I put it that Germany’s principles appear immovable in key respects, which may eventually render the euro project prohibitively difficult. Tsakloglou doesn’t buy it.

“Necessity is the mother of invention,” he responds. “Many things have been accomplished in a short period . During the crisis period, and I hope this process will continue, leading eventually to genuine economic integration in the Eurozone.” The implication is that it’s not remotely ‘game over’ yet.

The trouble is that, as an elitist project, that conception has depended on delivering economic progress to help maintain the public’s support, whereas its product so far has been witnessed limitedly, he explains, in microeconomic, technical fields, rather than on the macroeconomic side.

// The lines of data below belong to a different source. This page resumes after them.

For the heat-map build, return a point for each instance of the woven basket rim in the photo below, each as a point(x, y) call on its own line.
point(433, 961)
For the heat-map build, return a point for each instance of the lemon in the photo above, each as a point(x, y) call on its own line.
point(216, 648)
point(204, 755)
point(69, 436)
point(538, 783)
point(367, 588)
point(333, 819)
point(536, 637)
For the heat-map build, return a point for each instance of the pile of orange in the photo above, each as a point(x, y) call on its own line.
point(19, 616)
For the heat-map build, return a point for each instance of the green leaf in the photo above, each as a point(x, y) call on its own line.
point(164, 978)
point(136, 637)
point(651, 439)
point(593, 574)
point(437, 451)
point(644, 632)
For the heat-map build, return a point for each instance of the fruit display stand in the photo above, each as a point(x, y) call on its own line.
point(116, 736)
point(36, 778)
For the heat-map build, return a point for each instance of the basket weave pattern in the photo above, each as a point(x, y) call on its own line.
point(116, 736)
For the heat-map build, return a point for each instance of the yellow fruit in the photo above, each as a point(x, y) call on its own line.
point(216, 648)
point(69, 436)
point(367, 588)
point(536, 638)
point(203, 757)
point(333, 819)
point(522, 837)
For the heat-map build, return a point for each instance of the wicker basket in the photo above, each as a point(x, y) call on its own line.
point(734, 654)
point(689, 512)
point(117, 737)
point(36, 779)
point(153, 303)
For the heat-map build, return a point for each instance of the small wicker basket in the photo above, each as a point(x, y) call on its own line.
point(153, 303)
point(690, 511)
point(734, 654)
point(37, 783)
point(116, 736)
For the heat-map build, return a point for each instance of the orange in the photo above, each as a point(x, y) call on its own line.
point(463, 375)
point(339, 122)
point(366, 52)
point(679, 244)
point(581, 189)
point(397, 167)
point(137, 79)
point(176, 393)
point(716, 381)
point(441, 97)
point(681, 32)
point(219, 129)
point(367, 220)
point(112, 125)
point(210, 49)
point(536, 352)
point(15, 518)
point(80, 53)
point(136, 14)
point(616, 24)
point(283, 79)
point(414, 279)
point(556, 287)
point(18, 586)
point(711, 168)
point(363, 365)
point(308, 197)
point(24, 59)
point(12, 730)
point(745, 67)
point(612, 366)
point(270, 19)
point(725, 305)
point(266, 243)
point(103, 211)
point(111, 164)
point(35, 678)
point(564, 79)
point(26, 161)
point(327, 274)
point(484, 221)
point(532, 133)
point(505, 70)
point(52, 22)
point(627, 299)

That won’t be enough to secure prosperity ahead. “Given ageing societies in Europe, we will need some kind of super-productive labour force in order to maintain high living standards,” he affirms. The key issue in that light is whether there will be the necessary emphasis on investing in skills, training and infrastructure.

That sounds plausibly where both demand- and supply-side impetus could work in tandem, but requires a degree of agreement and trust between the constituent states that could now be absent. “Unfortunately, sour feelings have resurfaced,” rooted indeed in sentiments dating back to the Second World War.

That being the case, what prospect is there of Greece recovering its poise and delivering on its commitment under the terms of the latest bailout?

To an outsider, it seems extraordinary that the Tsipras administration this year called a dramatic referendum, which shocked Europe, then won the national vote to resist austerity, then accepted a harsh austerity deal, but was then nevertheless re-elected! It’s a bewildering outcome.

“The amazing thing is that in 2014 the economy was turning around,” Tsakloglou reminds us. “The growth rate was positive, unemployment was declining from horrendously high levels, the budget was in a healthy primary surplus and our current account was in surplus too. Moreover, within just two years of the largest debt restructuring in history, Greece was back in the international capital markets.”

But then there were elections, and “historians in future may find it hard to understand” what happened next.

The professor’s verdict is quite scathing, but highlights where useful common ground could have been found between the Greek authorities and their counterparts in the continent’s other capitals.

“Under the first Syriza government political capital was wasted,” he argues. “There was a chance to align with both the Greek people and the pressure from Europe, by cleaning out the ancien regime, which was perceived as pretty corrupt and unreconstructed.” Instead key officials were sending confusing messages and kept giving lectures about democracy, “as if the rest of our Eurozone partners were not democratically elected”.

The frustration felt at a supreme opportunity missed is evident, as the result was costly. “That brinkmanship led to increased uncertainty, economic slowdown, deposit outflows, capital controls and … an increase in our debt of some Euro 40-45 billion, relative to trend, within just seven months.”

Still, politically, with Syriza returned to office, premier Tsipras cuts a dominant figure, I suggest. The point is acknowledged, but solace is found in the associated stability.

“The third bailout programme is extremely front-loaded, with almost all the fiscal measures expected in the first six months. If the first review of the new programme is completed successfully, there are many benefits waiting to be reaped: banks’ recapitalisation, discussion about measures to be adopted for easing further the Greek debt, participation in the ECB’s QE programme, etc..”

In fact, Tsakloglou musters support for the plan. “It is not unimaginable that the programme will succeed. In fact, if the fear of Grexit with its devastating consequences is significantly diminished, Greece may return to positive growth rates in the second half of 2016.”

In the circumstances, that’s about as ringing an endorsement as one could seriously hope to find.